Женщина посмотрела мимо него на дерево, как будто заметила на нем нечто такое, что смутило ее, и светящиеся сферы, окружавшие ее голову, как будто стали вращаться с еще большей скоростью. Затем вновь перевела взгляд на Оливера.
— Лишь в той малой степени, чтобы исправить потерю равновесия, вызванную присутствием внешних сил, тех, кому нет места здесь, Уайлдкайотлей и их хозяев. Как я буду латать дыры — мое личное дело, на мой выбор никто не влияет. Но боюсь, мы слегка опоздали. Чтобы предохранить худую крышу от протекания уже недостаточно законопатить дыры, а сверху замазать глиной. Изменения приобретают необратимый характер. Когда это случится, мое желание или нежелание будет мало что значить. На мое место придет кто-то другой, Оливер. Никаких гвоздей больше не будет. Никаких ограничений ущерба тоже. Ты получишь опасное задание, и часовой механизм быстро начнет последний отсчет.

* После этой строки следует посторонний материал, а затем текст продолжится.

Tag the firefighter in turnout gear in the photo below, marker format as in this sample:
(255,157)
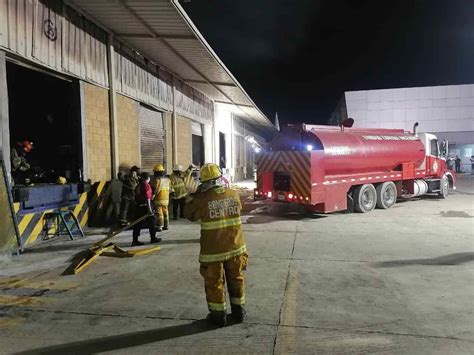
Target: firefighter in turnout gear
(143,196)
(160,185)
(179,191)
(223,254)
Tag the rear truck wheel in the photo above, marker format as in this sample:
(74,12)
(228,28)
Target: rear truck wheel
(443,187)
(365,198)
(386,195)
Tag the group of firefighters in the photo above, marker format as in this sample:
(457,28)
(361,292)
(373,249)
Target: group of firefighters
(223,254)
(138,188)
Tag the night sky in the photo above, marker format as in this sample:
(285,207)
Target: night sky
(297,57)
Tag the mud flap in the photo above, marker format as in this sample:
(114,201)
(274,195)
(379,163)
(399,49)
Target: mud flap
(350,204)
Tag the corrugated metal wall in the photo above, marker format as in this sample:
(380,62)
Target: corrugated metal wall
(52,34)
(152,138)
(192,103)
(49,33)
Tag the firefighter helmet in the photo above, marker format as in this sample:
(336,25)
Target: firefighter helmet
(178,167)
(158,167)
(210,172)
(27,146)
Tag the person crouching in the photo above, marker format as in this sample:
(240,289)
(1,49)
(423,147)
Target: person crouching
(143,196)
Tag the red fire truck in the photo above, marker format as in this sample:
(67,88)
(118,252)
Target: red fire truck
(330,168)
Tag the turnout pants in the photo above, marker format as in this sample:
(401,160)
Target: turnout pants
(216,274)
(179,203)
(162,216)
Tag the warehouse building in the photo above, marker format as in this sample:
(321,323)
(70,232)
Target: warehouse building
(446,111)
(100,86)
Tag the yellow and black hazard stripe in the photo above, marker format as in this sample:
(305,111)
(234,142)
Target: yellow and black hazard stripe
(296,163)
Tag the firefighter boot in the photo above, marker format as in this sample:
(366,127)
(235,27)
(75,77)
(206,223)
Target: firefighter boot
(238,313)
(154,240)
(218,318)
(135,242)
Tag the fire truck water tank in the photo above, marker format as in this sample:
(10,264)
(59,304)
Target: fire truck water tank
(355,151)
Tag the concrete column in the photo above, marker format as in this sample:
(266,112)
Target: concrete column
(85,156)
(207,133)
(174,127)
(245,151)
(232,148)
(215,148)
(4,120)
(113,105)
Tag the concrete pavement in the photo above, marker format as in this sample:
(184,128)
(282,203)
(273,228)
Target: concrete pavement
(390,281)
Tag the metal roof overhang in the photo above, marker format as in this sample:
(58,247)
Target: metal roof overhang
(162,31)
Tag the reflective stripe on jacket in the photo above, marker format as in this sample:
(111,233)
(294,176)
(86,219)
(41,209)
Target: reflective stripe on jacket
(221,232)
(178,186)
(161,189)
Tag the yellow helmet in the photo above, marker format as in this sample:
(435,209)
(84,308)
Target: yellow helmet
(210,172)
(159,167)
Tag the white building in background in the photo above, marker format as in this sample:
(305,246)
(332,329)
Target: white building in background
(447,111)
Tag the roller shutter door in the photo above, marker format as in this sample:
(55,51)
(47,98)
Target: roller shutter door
(152,138)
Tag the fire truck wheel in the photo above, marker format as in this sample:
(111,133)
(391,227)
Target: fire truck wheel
(386,195)
(444,187)
(365,198)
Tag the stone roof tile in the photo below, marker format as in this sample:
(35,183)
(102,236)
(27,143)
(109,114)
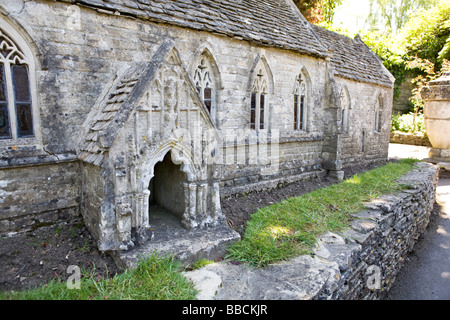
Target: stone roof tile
(267,22)
(352,59)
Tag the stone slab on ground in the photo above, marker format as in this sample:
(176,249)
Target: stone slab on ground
(187,246)
(301,278)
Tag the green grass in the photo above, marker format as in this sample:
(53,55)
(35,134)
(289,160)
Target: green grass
(290,228)
(155,278)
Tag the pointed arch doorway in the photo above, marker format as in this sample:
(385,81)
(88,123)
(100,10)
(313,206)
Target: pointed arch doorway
(167,201)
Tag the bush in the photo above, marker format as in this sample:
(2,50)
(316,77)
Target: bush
(409,123)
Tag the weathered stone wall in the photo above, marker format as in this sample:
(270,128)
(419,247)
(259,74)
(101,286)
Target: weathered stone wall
(370,254)
(80,51)
(29,198)
(362,142)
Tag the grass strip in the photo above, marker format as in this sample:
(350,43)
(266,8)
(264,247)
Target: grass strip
(155,278)
(289,228)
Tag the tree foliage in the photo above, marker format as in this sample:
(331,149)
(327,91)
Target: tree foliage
(427,34)
(317,11)
(394,14)
(421,45)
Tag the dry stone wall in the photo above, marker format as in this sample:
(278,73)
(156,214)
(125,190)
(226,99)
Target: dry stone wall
(380,238)
(360,263)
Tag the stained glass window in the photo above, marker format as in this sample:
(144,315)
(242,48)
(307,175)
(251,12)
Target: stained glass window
(16,112)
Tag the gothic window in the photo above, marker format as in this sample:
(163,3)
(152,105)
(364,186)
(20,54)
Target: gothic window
(258,102)
(16,106)
(378,114)
(204,85)
(300,103)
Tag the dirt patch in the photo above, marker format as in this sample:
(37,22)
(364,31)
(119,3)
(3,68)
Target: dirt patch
(34,258)
(239,208)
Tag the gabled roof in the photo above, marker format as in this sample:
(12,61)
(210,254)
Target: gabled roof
(352,59)
(122,99)
(275,23)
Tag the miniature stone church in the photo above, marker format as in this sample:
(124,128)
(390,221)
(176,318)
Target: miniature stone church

— С вами все в порядке? — неожиданно встревожился Оливер. — Мне кажется, что вы дрожите.
— Мне — нужно — идти, Оливер. Слишком большое разрешение. Я не привыкла действовать на столь детализированном уровне, будучи ограничена возможностями этого несуразного тела. Я — крупная девушка — в глубине души. Красота ветвей превращается — лист за листом — в простоту из сложности — сложность из простоты.
Женщина начала растворяться в окружающем пространстве, и лишь светящие сферы вокруг нее продолжали издавать гул.
— Прежде чем вы уйдете, я хочу узнать, почему здесь появился этот занавес, — обратился к ней Оливер. — Почему он тысячу лет назад появился в Шакалии, заражая детей, убивая взрослых, соприкоснувшихся с ним.
— Какой умный мальчик, — похвалила его женщина, и на ее глаза навернулись слезы.
— Страна, что находится по ту сторону занавеса, те, кто там живет — они ведь не будут уничтожены? Ведь они не часть этого мира, даже не часть нашей вселенной. Вот почему туман заражает некоторых из нас, избранных — чтобы хотя бы горстка людей выжила за пределами нашего мира, избежала уничтожения, потому что человеческая раса должна существовать и дальше. Это запасной выход, который вы пробили для нас в самом сердце Шакалии.
— Если до этого дойдет дело, Оливер, — отозвалась Смотрящая, — ты будешь знать, куда бежать. За занавесом смогут выжить лишь помеченные туманом. Приведи туда пары, Оливер, чтобы за занавесом они могли дать жизнь потомству.
В следующее мгновение она окончательно исчезла. Утренний ветер сделался холоднее прежнего.
В памяти Оливера всплыл образ пятилетнего мальчугана, одиноко стоящего возле деревни, расположенной в опасной близости от проклятого занавеса. Он пытается заговорить с толпой местных жителей, в равной степени удивленных и напуганных появлением загадочного ребенка. Он показывает им кулон-талисман, который ему подарила Смотрящая. Если приподнять крышечку, то можно увидеть миниатюрный портрет его матери.
Его старая жизнь в очередной раз закончилась.
— К порядку! — воскликнула женщина-председатель и ударила по столу деревянным молотком. Она никогда еще не видела, чтобы зал был настолько полон, как не видела одновременно такого количества Стражей — те обычно приезжали в Миддлстил раз в год, чтобы пообедать в своем клубе. Двери прямо напротив нее — они вели на галерею, где обычно собирались представители прессы — на сей раз были заперты. Гиен пера с Док-стрит на сегодняшнее заседание не пустили.